Federal Attorney-General George Brandis says ignoring people who deny climate science is “medieval”.

Senator Brandis made the comments to a reporter for online political magazine Spiked.

He says with the future, the economy and our energy supplies at stake – climate change denial must be given a voice.

While Senator Brandis says he personally believes humans contribute to the changing state of the atmosphere in which they live, he was “really shocked by the sheer authoritarianism of those who would have excluded from the debate the point of view of people who were climate-change deniers.”

He says those who accept that humans have negatively influenced the climate should engage “intellectually” with those who do not.

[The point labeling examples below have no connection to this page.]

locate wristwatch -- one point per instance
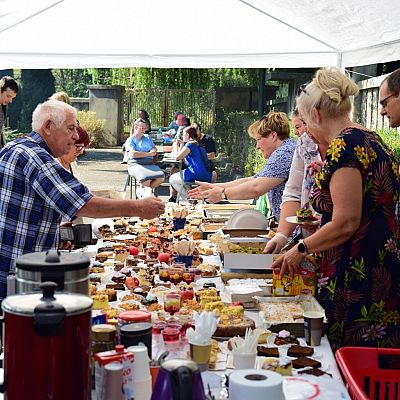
(223, 195)
(301, 247)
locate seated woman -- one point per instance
(271, 133)
(196, 160)
(141, 160)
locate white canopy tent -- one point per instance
(197, 33)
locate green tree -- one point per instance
(37, 85)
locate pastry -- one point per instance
(282, 367)
(300, 351)
(267, 351)
(100, 301)
(284, 337)
(229, 326)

Common arguments raised against the bulk of climate science accuse it of being a large-scale delusion designed to make money for wind and solar companies, or say that the documented changes in the content and actions of the atmosphere are merely part of the greater cycle.

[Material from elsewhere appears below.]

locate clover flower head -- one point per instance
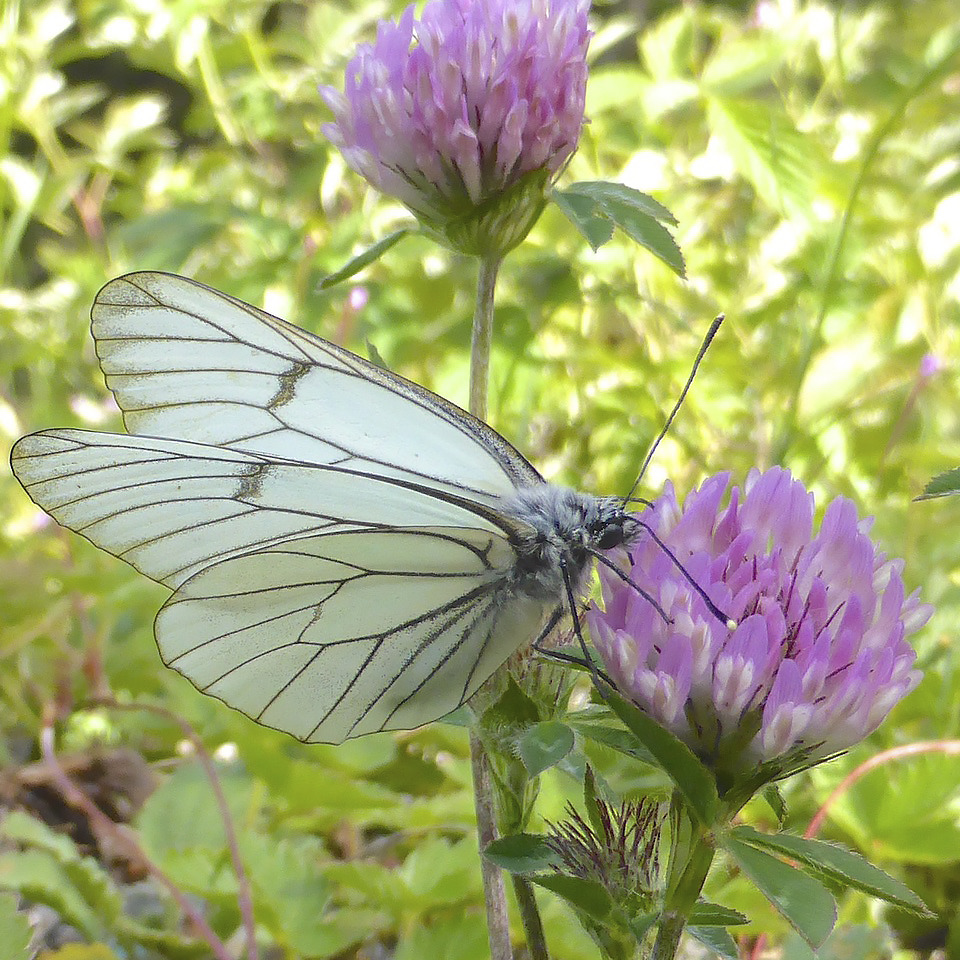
(476, 99)
(818, 656)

Both of these viewpoints are all but untenable from a scientific perspective, but Senator Brandis says they should be included in the debate anyway.

His argument is in line with his recent comments that “people have the right to bigots”. If nothing else, Senator Brandis is one who will defend free speech no matter how ludicrous its content.

But acting Greens leader Adam Bandt says Senator Brandis is the one with an antiquated approach.

Bandt says the Federal Government “is using every trick in the book to hide the fact that they're not taking the action that the science calls for on climate change”.

“And to suggest that somehow people in this country are being restricted from airing albeit very wrong views on climate change is completely misleading.”

A recent review of 2,258 scientific articles, written by a total of 9,136 authors, found just one which rejected man-made global warming.

“The science community is now essentially speaking with one voice... to say someone without science training can somehow simply on a free speech basis say that they're all wrong is a very feudal way of thinking,” Mr Bandt says.